The energy industry thinks it has an answer to public demands for a moratorium on hydraulic-fracture gas drilling. "If an airplane crashes," they tell us, "we don't ground every airplane, do we?" It's a pithy analogy, easy to repeat, and seems like common sense. It's become an essential line in the gas industry's argument against regulation.
The problem with this analogy is that the industry's got it wrong.
The reason we don't ground every airplane after a crash is because the airline industry is well-regulated. For the airline industry to survive, it needs travelers to have confidence that the plane they board won't go down in flames. So the airlines have elaborate safety requirements, mountains of paperwork and a black box on every plane that records vital instrument data. If a plane crashes, an army of inspectors descends on the site, reassembles the aircraft and determines exactly what went wrong. Once a cause is established, changes to other aircraft are made.

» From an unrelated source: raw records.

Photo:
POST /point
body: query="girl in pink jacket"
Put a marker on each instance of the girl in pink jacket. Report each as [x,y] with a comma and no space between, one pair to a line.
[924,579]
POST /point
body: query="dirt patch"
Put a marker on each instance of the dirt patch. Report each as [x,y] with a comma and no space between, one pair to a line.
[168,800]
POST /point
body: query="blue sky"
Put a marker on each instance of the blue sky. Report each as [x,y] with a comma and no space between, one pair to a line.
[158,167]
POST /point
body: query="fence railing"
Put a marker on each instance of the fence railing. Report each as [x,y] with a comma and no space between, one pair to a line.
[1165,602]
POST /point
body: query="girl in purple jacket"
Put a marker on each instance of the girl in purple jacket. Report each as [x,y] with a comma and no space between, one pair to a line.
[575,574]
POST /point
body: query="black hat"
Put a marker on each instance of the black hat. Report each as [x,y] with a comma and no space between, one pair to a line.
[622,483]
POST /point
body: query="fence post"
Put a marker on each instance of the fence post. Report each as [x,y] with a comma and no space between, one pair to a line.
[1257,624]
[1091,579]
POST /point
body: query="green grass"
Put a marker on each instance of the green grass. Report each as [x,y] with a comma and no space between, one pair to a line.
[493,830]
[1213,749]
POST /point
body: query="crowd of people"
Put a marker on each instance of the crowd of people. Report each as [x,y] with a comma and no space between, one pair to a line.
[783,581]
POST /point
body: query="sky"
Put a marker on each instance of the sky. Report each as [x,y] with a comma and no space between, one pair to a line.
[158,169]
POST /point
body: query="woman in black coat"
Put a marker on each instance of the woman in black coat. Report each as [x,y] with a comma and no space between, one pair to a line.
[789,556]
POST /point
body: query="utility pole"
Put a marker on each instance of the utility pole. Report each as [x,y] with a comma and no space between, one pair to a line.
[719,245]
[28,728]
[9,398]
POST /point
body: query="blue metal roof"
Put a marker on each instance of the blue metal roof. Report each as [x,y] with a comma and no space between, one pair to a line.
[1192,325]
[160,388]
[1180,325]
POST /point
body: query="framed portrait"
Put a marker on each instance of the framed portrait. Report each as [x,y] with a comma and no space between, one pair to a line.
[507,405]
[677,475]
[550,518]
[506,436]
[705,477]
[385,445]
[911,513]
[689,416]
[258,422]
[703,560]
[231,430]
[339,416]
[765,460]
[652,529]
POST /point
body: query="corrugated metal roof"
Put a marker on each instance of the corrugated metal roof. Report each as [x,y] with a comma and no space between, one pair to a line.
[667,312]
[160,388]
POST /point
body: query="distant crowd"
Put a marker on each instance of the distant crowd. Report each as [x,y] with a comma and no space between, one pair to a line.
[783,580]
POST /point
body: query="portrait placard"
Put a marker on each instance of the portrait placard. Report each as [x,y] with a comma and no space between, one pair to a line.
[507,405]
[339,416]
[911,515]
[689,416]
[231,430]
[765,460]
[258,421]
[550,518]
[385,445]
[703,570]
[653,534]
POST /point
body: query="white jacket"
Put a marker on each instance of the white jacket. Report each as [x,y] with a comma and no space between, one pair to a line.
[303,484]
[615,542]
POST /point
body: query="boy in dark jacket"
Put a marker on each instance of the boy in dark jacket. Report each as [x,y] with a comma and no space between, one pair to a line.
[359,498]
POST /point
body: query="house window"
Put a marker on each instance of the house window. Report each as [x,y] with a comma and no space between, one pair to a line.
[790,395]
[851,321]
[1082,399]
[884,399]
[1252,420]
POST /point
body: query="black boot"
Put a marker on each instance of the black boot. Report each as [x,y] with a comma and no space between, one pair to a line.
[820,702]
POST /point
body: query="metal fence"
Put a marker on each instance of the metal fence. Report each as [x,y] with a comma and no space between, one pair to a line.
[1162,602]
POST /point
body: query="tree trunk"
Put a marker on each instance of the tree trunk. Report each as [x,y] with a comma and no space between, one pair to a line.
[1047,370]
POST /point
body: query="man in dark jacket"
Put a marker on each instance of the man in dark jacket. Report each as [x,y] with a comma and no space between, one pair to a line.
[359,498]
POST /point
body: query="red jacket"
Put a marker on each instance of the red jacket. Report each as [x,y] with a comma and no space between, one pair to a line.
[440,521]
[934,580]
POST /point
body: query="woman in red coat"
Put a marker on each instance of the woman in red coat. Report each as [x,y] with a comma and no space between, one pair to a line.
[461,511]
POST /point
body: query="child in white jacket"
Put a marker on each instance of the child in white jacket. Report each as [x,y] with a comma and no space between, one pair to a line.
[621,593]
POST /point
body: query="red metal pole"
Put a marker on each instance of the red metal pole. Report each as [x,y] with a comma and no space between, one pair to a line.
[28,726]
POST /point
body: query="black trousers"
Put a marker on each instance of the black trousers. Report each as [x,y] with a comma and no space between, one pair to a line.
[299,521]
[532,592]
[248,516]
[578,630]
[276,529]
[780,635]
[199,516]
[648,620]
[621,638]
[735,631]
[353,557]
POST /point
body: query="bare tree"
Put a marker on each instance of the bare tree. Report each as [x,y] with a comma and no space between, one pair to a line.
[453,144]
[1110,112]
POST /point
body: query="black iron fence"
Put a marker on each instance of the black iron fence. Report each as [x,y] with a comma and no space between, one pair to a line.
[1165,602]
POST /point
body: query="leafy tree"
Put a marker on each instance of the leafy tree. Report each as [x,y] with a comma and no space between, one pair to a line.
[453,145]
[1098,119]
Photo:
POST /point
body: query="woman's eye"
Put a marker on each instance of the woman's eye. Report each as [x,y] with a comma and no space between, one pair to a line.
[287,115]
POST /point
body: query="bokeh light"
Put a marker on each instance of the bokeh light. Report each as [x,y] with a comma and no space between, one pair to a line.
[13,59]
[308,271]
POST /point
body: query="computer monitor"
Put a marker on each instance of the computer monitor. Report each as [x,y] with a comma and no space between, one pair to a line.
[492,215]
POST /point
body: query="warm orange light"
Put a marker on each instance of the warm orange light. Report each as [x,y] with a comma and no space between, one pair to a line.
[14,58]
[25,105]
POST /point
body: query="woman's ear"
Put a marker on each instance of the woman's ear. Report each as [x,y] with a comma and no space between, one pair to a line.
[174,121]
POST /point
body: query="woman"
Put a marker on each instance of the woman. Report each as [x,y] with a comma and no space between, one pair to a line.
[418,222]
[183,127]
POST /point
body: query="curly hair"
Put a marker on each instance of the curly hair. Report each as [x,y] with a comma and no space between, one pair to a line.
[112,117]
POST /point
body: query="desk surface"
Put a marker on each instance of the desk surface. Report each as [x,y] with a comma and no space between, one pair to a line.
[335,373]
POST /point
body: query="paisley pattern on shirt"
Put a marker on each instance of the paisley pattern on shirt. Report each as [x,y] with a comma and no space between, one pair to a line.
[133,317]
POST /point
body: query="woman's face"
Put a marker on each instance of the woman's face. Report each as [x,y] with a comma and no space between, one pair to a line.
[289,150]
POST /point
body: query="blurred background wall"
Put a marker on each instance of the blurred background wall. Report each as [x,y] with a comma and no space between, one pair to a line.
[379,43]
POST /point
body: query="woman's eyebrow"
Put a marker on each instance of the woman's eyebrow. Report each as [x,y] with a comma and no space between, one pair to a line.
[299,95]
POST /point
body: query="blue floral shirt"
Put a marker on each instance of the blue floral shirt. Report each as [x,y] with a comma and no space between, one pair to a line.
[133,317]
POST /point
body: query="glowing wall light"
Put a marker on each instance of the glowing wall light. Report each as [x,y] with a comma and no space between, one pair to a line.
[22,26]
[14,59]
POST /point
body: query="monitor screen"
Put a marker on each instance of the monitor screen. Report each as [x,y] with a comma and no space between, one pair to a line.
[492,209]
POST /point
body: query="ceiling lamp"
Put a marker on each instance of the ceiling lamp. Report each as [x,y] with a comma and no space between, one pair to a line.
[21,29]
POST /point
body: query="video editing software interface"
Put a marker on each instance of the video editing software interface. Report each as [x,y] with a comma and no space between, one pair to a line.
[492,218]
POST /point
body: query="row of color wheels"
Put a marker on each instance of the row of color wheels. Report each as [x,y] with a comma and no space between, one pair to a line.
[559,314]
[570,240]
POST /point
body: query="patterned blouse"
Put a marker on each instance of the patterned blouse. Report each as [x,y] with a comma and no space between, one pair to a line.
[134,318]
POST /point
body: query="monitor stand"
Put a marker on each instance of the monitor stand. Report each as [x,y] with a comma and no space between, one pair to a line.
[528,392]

If a type of aircraft has to be grounded, it will be grounded. That's why you don't see the Concord flying anymore. The reason we get on planes at all is that we have confidence in the regulatory system that keeps them safe. Otherwise, we wouldn't fly. We'd drive, take a train or stay at home.
The government "grounds" all sorts of industry. When cadmium was found in children's bracelets, those bracelets were recalled. When a crib collapses and strangles a baby, that kind of crib goes off the market. Because of a stuck accelerator, Toyota recalled 2.3 million cars. If we can put the brakes on cars, cribs and bracelets, we can do the same with gas drilling.